O mandamento zero é mesmo um zero à esquerda: «Molhe as mãos com água». A clareza da recomendação dispensa mais comentários, excepto em regiões demarcadas.

O primeiro princípio exige que se «Aplique sabão para cobrir todas as superfícies das mãos». Depois, «esfregue as palmas das mãos, uma na outra» (2º). Como? «Palma da mão direita no dorso da esquerda, com os dedos entrelaçados e vice-versa» (3º). Não percebeu? Não se preocupe, que o Ministério explica: «Palma com palma com os dedos entrelaçados» (4º). E ainda: «Parte de trás dos dedos nas palmas opostas com os dedos entrelaçados» (5º). Esta insistência no entrelaçamento das falanges, falanginhas e falangetas tem algo de romântico e pode significar um momento de grande tensão amorosa, como é óbvio.

O sexto e sétimo mandamentos exigem, pelo menos, um mestrado em antropologia termodinâmica, dada a complexidade da execução prescrita: «Esfregue o polegar esquerdo no sentido rotativo, entrelaçado na palma direita e vice-versa» (6º). E, depois, «Esfregue rotativamente para trás e para a frente os dedos da mão direita na palma da mão esquerda e vice-versa» (7º). Depois de realizar estes dois movimentos, faça uma pausa para recuperar o equilíbrio emocional.

Segue-se um princípio mais básico, que conta com o apoio da liga antialcoólica: «Enxagúe as mãos com água» (8º). Pode ser que o Tribunal Constitucional, na sua douta jurisprudência, admita enxaguar com vinho, ou cerveja, mas como ainda não feriu este preceito de inconstitucionalidade ortográfica, por escusada redundância, enxagúe mesmo com água.

«Seque as mãos com toalhete descartável» (9º). Atenção: nem toalhão, nem toalha, nem toalhinha; só um toalhete é admissível. Descartável, porque só o não é a Divisão de Saúde no Ciclo de Vida e em Ambientes Específicos.

Décimo mandamento: «Utilize o toalhete para fechar a torneira, se esta for de comando manual». Cuidado: antes de interromper voluntariamente o manancial, deve verificar se a lavagem já alcançou o tempo mínimo permitido. O uso do toalhete para fechar a torneira é inédito na rica tradição da higiene nacional que, desde os gloriosos tempos do «Água vai!», jamais conheceu tamanho requinte, de duvidoso gosto. Como é lógico, se a torneira for de comando pedestre, deve fechá-la com um gracioso pontapé; se for de uso não especificado, feche-a com uma dentada, um murro ou uma cabeçada, sem nunca esquecer o imprescindível toalhete.

Último mandamento (11º nesta contagem, mas 12º se se contabilizar também o zero): «Agora as suas mãos estão limpas e seguras». Bravo! Conseguiu: não ganha nenhum Audi, mas está agora, oficialmente, de ‘mãos limpas’! É um cidadão exemplar, um autêntico e genuíno contribuinte ‘mãos limpas’ e, como tal, depois de devidamente credenciado pelo Ministério da Saúde, pode apresentar-se no DIAP, na Procuradoria Geral da República, na Polícia Judiciária, etc.

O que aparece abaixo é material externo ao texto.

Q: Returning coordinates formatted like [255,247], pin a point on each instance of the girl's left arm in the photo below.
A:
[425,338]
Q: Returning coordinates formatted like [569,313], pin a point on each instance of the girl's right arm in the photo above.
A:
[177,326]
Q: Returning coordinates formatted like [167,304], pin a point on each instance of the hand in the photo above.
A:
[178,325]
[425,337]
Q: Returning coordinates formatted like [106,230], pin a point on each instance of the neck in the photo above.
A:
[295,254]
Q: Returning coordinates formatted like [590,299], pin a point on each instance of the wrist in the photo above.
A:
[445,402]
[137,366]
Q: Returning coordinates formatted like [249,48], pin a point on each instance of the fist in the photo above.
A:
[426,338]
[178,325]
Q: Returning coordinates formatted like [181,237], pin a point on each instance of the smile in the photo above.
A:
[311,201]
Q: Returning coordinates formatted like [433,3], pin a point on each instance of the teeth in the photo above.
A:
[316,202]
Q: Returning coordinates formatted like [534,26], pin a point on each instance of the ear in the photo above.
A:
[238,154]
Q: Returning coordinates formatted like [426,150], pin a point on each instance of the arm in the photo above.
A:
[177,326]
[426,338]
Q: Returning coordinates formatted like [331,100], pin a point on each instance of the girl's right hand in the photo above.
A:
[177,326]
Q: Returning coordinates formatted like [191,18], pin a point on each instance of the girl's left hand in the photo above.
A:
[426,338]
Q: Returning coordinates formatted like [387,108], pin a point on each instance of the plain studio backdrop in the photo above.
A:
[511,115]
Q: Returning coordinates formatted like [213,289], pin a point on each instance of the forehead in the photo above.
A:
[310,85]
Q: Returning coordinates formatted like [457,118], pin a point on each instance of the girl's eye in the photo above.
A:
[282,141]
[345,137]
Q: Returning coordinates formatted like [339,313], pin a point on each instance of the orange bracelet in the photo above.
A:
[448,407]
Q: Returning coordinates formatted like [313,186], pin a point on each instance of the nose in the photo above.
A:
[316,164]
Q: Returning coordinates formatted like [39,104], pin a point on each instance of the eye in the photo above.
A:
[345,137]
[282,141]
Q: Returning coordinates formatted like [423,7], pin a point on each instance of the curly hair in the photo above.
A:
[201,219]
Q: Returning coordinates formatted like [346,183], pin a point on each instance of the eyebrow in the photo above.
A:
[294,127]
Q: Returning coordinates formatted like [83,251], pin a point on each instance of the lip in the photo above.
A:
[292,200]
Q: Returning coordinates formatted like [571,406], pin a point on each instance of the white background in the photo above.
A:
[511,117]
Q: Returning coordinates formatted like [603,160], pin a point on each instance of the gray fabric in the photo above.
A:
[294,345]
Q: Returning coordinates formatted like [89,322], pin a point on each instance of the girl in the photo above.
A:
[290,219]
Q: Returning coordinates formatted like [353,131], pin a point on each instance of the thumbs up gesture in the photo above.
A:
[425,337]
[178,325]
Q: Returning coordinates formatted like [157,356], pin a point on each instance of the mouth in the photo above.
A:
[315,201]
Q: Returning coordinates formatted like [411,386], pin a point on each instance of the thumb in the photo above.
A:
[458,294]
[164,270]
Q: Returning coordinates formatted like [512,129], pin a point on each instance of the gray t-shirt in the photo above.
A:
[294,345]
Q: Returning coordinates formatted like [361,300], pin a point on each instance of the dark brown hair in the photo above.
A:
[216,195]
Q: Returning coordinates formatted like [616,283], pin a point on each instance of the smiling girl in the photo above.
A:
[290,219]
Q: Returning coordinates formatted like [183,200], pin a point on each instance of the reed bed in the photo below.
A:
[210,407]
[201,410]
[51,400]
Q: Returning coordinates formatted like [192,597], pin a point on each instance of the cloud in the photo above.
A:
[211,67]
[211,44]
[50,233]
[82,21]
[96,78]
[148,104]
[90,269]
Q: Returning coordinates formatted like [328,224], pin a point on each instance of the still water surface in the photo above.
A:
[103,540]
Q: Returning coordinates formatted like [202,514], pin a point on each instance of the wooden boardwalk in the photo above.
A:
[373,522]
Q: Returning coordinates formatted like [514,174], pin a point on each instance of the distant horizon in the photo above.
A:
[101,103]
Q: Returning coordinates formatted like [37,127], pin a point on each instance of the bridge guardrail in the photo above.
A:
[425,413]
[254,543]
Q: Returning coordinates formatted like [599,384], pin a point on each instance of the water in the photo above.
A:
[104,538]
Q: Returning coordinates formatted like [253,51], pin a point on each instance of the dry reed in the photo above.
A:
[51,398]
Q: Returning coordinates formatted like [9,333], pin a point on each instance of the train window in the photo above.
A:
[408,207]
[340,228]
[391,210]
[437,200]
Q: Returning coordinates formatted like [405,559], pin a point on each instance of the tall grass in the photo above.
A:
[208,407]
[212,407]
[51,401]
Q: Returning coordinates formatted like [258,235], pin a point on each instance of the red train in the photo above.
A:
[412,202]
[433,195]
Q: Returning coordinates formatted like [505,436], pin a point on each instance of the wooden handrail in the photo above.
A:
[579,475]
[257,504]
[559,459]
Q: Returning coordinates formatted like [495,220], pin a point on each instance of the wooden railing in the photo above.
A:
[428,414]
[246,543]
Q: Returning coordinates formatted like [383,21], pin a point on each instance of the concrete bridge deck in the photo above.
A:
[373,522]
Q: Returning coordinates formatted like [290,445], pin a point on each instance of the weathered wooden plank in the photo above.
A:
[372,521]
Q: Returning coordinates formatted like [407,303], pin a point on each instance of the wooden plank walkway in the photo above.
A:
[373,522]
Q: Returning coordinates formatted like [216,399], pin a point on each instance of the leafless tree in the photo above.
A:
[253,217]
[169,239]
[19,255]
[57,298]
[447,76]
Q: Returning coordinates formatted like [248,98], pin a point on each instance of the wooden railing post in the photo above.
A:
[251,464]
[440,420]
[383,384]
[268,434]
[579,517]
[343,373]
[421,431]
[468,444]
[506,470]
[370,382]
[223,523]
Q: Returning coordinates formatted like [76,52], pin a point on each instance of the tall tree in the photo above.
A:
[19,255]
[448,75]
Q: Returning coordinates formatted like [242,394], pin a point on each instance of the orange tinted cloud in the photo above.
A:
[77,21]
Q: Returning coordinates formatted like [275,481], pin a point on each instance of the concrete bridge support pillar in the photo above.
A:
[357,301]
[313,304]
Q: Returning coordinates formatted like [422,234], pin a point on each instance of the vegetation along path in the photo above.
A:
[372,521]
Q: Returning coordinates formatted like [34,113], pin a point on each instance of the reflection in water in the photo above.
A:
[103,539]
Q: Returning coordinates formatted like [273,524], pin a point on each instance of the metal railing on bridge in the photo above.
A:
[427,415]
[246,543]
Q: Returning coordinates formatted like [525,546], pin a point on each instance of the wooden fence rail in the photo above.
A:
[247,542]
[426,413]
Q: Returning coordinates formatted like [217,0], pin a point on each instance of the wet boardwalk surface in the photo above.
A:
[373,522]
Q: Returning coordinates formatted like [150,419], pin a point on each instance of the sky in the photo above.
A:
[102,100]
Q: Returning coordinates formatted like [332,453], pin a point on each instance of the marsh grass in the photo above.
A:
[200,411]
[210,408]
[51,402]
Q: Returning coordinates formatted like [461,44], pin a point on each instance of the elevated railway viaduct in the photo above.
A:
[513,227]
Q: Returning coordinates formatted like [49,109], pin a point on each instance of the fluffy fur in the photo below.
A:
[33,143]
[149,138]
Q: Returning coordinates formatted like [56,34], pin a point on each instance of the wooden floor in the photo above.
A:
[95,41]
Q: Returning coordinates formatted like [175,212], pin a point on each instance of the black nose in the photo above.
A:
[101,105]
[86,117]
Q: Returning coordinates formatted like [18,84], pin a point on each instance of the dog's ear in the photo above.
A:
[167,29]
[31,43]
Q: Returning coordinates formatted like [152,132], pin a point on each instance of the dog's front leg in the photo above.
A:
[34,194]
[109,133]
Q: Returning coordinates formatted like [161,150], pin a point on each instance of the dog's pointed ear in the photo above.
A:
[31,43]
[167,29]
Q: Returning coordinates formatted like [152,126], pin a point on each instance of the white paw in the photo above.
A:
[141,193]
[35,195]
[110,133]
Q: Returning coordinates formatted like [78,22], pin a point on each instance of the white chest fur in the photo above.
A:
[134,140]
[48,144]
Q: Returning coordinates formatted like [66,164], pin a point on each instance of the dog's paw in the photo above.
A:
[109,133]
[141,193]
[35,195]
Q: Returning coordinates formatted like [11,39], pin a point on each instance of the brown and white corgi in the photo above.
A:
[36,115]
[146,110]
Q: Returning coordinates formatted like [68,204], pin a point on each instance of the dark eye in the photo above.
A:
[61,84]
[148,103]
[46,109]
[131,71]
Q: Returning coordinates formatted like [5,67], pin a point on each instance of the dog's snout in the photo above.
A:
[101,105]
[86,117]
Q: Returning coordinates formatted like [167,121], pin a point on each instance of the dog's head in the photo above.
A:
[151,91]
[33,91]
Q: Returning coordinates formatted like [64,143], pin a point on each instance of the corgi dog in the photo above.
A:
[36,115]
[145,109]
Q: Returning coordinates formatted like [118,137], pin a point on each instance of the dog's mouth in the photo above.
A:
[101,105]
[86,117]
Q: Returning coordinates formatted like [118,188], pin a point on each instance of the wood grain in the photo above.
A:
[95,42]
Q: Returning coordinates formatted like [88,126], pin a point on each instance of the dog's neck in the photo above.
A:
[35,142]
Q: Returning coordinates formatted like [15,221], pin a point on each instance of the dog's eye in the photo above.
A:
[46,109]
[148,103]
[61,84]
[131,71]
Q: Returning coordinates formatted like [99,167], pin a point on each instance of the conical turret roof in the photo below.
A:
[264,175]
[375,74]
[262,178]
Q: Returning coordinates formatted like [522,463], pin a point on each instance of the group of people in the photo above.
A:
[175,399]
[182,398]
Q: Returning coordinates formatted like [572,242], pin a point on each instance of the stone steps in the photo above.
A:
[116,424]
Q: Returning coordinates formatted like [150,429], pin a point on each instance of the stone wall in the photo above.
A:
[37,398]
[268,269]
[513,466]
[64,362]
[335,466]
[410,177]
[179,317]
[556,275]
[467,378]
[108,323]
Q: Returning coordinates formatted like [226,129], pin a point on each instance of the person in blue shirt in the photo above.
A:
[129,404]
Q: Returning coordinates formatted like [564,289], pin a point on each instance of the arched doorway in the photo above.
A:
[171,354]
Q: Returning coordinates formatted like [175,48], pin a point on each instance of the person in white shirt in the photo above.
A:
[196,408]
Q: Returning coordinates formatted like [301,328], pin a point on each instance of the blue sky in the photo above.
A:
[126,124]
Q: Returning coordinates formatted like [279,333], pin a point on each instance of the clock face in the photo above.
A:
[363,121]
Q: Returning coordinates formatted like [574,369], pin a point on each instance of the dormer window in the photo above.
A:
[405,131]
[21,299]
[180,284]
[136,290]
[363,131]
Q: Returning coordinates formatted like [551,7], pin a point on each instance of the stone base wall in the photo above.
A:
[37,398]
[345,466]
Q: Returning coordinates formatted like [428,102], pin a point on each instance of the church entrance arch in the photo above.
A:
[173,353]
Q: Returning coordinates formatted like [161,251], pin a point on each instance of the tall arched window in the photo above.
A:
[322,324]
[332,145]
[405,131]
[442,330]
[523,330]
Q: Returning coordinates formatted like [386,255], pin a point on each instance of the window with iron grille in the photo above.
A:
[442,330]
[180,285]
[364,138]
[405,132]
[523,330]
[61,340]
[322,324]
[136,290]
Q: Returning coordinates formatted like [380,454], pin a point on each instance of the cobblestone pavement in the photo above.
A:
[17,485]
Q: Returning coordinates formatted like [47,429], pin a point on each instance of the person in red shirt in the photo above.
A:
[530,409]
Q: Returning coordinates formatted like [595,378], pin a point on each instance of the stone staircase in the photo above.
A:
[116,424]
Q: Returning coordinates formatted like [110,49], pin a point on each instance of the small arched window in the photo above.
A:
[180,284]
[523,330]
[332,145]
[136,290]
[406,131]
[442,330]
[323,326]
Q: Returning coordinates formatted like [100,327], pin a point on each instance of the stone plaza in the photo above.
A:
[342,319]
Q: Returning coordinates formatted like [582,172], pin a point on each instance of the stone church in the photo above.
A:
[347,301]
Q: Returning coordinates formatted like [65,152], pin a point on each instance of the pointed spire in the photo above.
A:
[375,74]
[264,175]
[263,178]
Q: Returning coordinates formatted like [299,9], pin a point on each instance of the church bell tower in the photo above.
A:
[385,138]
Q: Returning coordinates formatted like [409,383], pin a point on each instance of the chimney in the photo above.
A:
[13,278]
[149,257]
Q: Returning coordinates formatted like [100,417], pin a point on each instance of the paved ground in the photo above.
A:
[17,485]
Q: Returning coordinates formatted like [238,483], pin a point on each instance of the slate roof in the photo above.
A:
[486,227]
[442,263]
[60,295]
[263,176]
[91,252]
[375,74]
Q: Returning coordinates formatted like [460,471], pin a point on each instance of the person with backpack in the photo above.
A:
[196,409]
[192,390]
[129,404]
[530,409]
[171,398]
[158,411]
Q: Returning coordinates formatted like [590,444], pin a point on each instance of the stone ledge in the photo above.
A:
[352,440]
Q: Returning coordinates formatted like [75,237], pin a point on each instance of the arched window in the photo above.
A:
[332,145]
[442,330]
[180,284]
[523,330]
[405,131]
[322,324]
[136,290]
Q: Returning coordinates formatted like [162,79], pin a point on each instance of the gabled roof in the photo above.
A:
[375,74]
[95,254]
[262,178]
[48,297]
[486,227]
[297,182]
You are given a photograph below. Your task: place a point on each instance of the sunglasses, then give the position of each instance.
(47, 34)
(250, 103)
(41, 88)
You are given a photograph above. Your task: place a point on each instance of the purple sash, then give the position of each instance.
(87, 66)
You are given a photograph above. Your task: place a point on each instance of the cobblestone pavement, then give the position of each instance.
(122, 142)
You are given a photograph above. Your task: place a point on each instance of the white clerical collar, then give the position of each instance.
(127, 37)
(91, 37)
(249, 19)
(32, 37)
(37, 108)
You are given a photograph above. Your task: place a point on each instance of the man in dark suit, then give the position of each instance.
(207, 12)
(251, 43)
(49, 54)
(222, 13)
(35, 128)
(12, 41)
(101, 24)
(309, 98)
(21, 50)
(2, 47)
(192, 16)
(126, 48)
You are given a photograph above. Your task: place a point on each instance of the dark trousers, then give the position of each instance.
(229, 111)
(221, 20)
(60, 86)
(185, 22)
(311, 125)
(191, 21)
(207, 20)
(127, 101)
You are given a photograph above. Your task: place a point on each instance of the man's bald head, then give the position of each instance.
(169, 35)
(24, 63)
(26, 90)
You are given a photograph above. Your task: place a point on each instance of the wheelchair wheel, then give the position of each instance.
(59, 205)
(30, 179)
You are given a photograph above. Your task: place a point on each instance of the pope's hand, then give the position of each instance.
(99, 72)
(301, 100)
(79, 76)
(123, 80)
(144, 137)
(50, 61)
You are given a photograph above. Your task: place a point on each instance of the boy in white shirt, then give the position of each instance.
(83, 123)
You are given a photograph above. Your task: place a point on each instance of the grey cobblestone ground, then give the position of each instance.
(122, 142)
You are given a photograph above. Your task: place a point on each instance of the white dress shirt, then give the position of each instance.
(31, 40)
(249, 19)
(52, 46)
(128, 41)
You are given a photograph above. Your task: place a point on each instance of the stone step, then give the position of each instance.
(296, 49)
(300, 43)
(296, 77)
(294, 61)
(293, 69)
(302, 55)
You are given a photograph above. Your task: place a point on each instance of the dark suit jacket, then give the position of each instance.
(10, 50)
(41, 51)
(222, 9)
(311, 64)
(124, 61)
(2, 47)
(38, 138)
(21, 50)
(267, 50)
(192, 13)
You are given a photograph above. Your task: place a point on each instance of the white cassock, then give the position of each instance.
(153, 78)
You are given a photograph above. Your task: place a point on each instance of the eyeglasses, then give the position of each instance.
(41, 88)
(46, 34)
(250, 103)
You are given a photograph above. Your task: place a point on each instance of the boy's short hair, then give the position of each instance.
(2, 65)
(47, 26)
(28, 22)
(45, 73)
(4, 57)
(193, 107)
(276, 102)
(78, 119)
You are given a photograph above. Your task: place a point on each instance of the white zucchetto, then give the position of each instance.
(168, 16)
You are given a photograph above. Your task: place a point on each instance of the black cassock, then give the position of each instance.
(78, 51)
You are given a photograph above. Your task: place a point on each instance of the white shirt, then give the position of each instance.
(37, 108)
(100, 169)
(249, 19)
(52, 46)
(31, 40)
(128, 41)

Mais ainda: as suas mãos estão agora «seguras»! Para o não alarmar desnecessariamente, o Ministério não lhe disse nada, mas a verdade é que, antes da operação ‘mãos limpas’, as suas mãos estavam inseguras e poderia não conseguir dominá-las se, dado esse seu estado periclitante, lhe fugissem para o bolso do vizinho, para uma carteira alheia, para um saco azul ou para os cofres do Estado. Graças à operação ‘mãos limpas’, estão agora, felizmente, «seguras»!

Para a nossa salvação, Moisés deu-nos o decálogo mas, para lavar as mãos, o Ministério da Saúde deu-nos doze mandamentos. Bem podiam ser de Pôncio Pilatos, o governador romano que ficou tristemente célebre por ter lavado as mãos … enquanto sujava a sua consciência com o pior crime da humanidade. E assim anda desconcertado este mundo: descuida-se o que muito importa e muito se cuida o que importa pouco.